A voz dele saiu firme.

— Trabalha duro. Viaja. Faz coisas grandes. Não tem tempo pra carregar balde de limpeza às sete da manhã. E não precisa se explicar pra ninguém.

Ele inclinou a cabeça, educado.

— Bom dia, Amanda.

E puxou Ariana para fora da recepção antes que ela explodisse ou chorasse.

Talvez as duas coisas.

Lá fora, a brisa matinal bateu no rosto dela, fria e doce ao mesmo tempo.

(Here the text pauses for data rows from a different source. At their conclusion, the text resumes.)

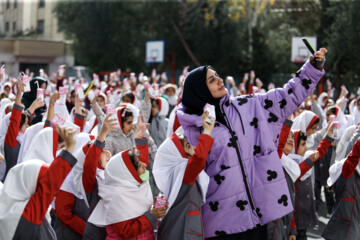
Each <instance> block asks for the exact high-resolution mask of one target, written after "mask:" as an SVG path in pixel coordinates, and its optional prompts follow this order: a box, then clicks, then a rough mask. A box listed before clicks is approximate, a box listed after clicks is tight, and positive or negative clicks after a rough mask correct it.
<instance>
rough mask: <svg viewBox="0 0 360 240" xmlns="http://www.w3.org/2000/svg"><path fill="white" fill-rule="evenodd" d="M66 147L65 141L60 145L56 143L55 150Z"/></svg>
mask: <svg viewBox="0 0 360 240" xmlns="http://www.w3.org/2000/svg"><path fill="white" fill-rule="evenodd" d="M65 147H66V143H65V141H62V142H61V143H58V146H57V149H56V150H61V149H63V148H65Z"/></svg>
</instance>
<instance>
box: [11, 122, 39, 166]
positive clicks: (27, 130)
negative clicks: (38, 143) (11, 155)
mask: <svg viewBox="0 0 360 240" xmlns="http://www.w3.org/2000/svg"><path fill="white" fill-rule="evenodd" d="M43 128H44V122H39V123H37V124H35V125H32V126H30V127H29V128H27V129H26V131H25V133H24V136H23V139H22V142H21V147H20V151H19V156H18V161H17V163H18V164H19V163H21V162H22V161H23V160H24V157H25V154H26V153H27V151H28V150H29V147H30V144H31V142H32V141H33V139H34V138H35V136H36V135H37V134H38V133H39V132H40V131H41V129H43Z"/></svg>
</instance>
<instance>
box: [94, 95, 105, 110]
mask: <svg viewBox="0 0 360 240" xmlns="http://www.w3.org/2000/svg"><path fill="white" fill-rule="evenodd" d="M96 101H97V103H98V104H99V107H101V108H104V107H105V101H104V98H103V97H100V96H98V97H97V98H96Z"/></svg>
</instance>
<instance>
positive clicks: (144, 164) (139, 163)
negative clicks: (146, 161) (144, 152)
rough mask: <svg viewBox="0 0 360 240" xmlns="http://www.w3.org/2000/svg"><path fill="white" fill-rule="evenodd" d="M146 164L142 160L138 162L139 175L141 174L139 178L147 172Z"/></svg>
mask: <svg viewBox="0 0 360 240" xmlns="http://www.w3.org/2000/svg"><path fill="white" fill-rule="evenodd" d="M146 167H147V166H146V164H145V163H143V162H141V161H140V160H138V170H137V173H138V174H139V176H140V175H141V174H144V173H145V171H146Z"/></svg>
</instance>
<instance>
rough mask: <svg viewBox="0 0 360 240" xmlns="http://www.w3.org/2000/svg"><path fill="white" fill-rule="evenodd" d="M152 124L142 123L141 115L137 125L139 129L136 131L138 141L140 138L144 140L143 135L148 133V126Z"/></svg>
mask: <svg viewBox="0 0 360 240" xmlns="http://www.w3.org/2000/svg"><path fill="white" fill-rule="evenodd" d="M149 125H150V123H142V122H141V114H139V118H138V124H137V128H136V131H135V134H134V136H135V138H136V139H139V138H142V137H143V135H144V132H145V131H146V126H149Z"/></svg>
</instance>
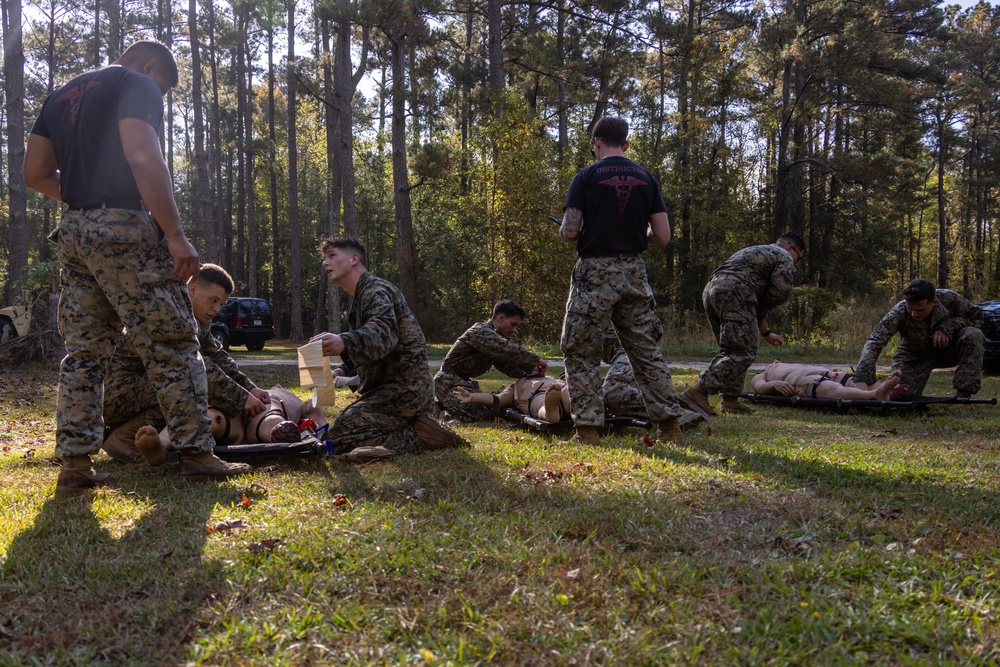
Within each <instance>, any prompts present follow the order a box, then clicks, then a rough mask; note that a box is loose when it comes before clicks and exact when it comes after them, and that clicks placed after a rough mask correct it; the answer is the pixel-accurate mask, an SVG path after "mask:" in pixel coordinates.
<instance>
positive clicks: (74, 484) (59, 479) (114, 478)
mask: <svg viewBox="0 0 1000 667" xmlns="http://www.w3.org/2000/svg"><path fill="white" fill-rule="evenodd" d="M114 481H115V478H114V476H113V475H109V474H108V473H99V472H97V471H96V470H94V465H93V462H92V461H91V460H90V455H89V454H81V455H80V456H63V457H62V468H61V469H60V470H59V478H58V479H57V480H56V497H57V498H69V497H72V496H78V495H80V494H81V493H83V492H84V491H86V490H87V489H92V488H94V487H95V486H101V485H103V484H110V483H112V482H114Z"/></svg>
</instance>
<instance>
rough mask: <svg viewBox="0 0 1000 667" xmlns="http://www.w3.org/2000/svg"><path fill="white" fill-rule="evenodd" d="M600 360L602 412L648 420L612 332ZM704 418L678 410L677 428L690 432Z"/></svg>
mask: <svg viewBox="0 0 1000 667" xmlns="http://www.w3.org/2000/svg"><path fill="white" fill-rule="evenodd" d="M601 360H602V361H604V363H606V364H609V365H610V366H611V368H609V369H608V373H607V375H605V376H604V381H603V382H602V383H601V398H603V399H604V412H605V415H606V416H607V417H632V418H633V419H643V420H646V419H649V413H648V412H647V411H646V402H645V401H644V400H643V398H642V392H641V391H640V390H639V387H637V386H636V384H635V373H634V372H633V371H632V364H631V363H630V362H629V360H628V354H626V353H625V350H624V348H622V346H621V343H619V342H618V336H617V335H616V334H615V331H614V329H609V330H608V331H607V332H606V333H605V335H604V351H603V352H602V353H601ZM705 419H706V415H703V414H701V413H700V412H695V411H692V410H688V409H686V408H684V407H683V406H681V408H680V425H681V428H682V429H688V428H692V427H694V426H697V425H698V424H700V423H701V422H703V421H705Z"/></svg>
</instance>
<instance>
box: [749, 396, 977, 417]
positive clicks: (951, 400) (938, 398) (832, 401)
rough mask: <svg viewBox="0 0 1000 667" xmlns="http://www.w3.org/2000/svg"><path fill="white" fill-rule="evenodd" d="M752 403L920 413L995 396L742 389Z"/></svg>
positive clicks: (822, 409) (801, 407)
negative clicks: (866, 399)
mask: <svg viewBox="0 0 1000 667" xmlns="http://www.w3.org/2000/svg"><path fill="white" fill-rule="evenodd" d="M740 397H741V398H745V399H747V400H748V401H751V402H752V403H770V404H772V405H791V406H793V407H798V408H815V409H819V410H839V411H841V412H851V411H854V410H882V411H886V412H889V411H891V412H920V411H923V410H926V409H927V406H929V405H947V404H953V405H996V404H997V399H995V398H959V397H957V396H921V397H919V398H914V399H913V400H909V401H877V400H859V399H850V398H807V397H805V396H781V395H773V394H757V393H753V392H744V393H742V394H740Z"/></svg>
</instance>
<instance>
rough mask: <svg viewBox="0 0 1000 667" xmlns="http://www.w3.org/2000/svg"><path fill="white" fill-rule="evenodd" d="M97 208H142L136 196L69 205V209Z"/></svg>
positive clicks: (77, 210)
mask: <svg viewBox="0 0 1000 667" xmlns="http://www.w3.org/2000/svg"><path fill="white" fill-rule="evenodd" d="M99 208H128V209H133V210H136V211H141V210H143V205H142V200H141V199H138V198H131V199H107V200H105V201H99V202H97V203H95V204H84V205H83V206H70V207H69V210H71V211H93V210H95V209H99Z"/></svg>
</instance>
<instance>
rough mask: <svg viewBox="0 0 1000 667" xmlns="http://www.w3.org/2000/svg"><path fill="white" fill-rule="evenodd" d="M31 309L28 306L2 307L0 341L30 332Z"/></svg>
mask: <svg viewBox="0 0 1000 667" xmlns="http://www.w3.org/2000/svg"><path fill="white" fill-rule="evenodd" d="M30 324H31V309H30V308H29V307H28V306H8V307H7V308H0V343H6V342H7V341H9V340H13V339H14V338H17V337H18V336H26V335H27V334H28V326H29V325H30Z"/></svg>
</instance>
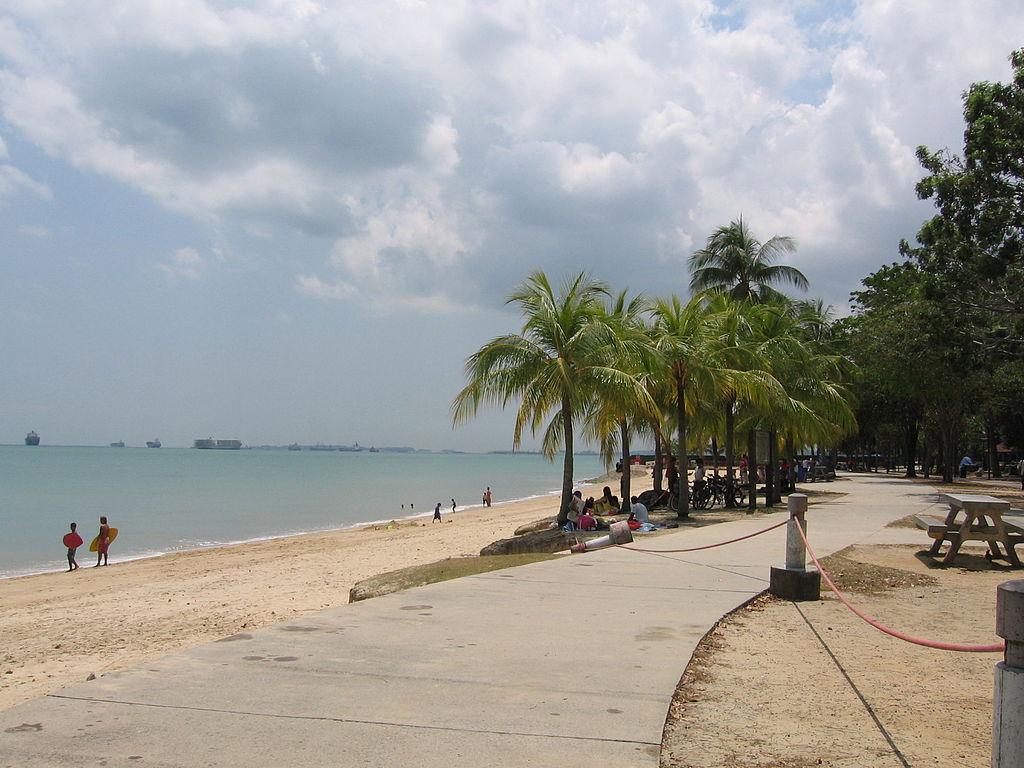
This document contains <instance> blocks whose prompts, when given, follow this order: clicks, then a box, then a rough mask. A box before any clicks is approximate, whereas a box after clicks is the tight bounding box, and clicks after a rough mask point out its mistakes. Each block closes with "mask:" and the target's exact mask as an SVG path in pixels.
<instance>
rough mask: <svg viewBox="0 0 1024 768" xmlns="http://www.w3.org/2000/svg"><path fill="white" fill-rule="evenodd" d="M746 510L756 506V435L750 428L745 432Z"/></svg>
mask: <svg viewBox="0 0 1024 768" xmlns="http://www.w3.org/2000/svg"><path fill="white" fill-rule="evenodd" d="M746 483H748V488H746V511H748V512H753V511H754V510H755V509H757V508H758V436H757V433H756V432H755V431H754V430H753V429H751V430H749V431H748V432H746Z"/></svg>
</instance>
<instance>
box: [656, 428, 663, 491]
mask: <svg viewBox="0 0 1024 768" xmlns="http://www.w3.org/2000/svg"><path fill="white" fill-rule="evenodd" d="M664 471H665V454H664V453H662V430H659V429H657V428H656V427H655V428H654V493H655V494H657V495H658V496H660V495H662V473H663V472H664Z"/></svg>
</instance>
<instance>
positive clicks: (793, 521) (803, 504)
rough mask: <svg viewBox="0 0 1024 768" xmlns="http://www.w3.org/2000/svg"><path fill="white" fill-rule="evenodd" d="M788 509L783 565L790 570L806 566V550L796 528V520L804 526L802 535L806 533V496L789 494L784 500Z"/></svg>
mask: <svg viewBox="0 0 1024 768" xmlns="http://www.w3.org/2000/svg"><path fill="white" fill-rule="evenodd" d="M786 506H787V508H788V510H790V522H788V523H786V526H785V567H787V568H790V569H791V570H805V569H806V568H807V550H806V549H805V548H804V540H803V539H801V538H800V531H799V530H797V520H800V522H801V524H802V525H803V526H804V535H805V536H806V535H807V519H806V516H807V497H806V496H805V495H804V494H790V499H788V501H787V502H786Z"/></svg>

Samuel soltou a mão dela devagar, mas não recuou.

— Desculpa — ele disse, mas o sorriso era orgulhoso. — Ela merecia.

Ariana sentiu o coração bater forte de um jeito novo.

Não era amor.

Não era paixão.

Era… alívio.

Era alguém finalmente ficando do lado dela.

— Obrigada — ela disse, respirando fundo.

Samuel deu aquele sorriso que sempre parecia esconder algo.

— Qualquer coisa, Ari… eu tô aqui.

E pela primeira vez desde que chegou a Carapá, Ariana sentiu que talvez não estivesse tão sozinha quanto imaginou.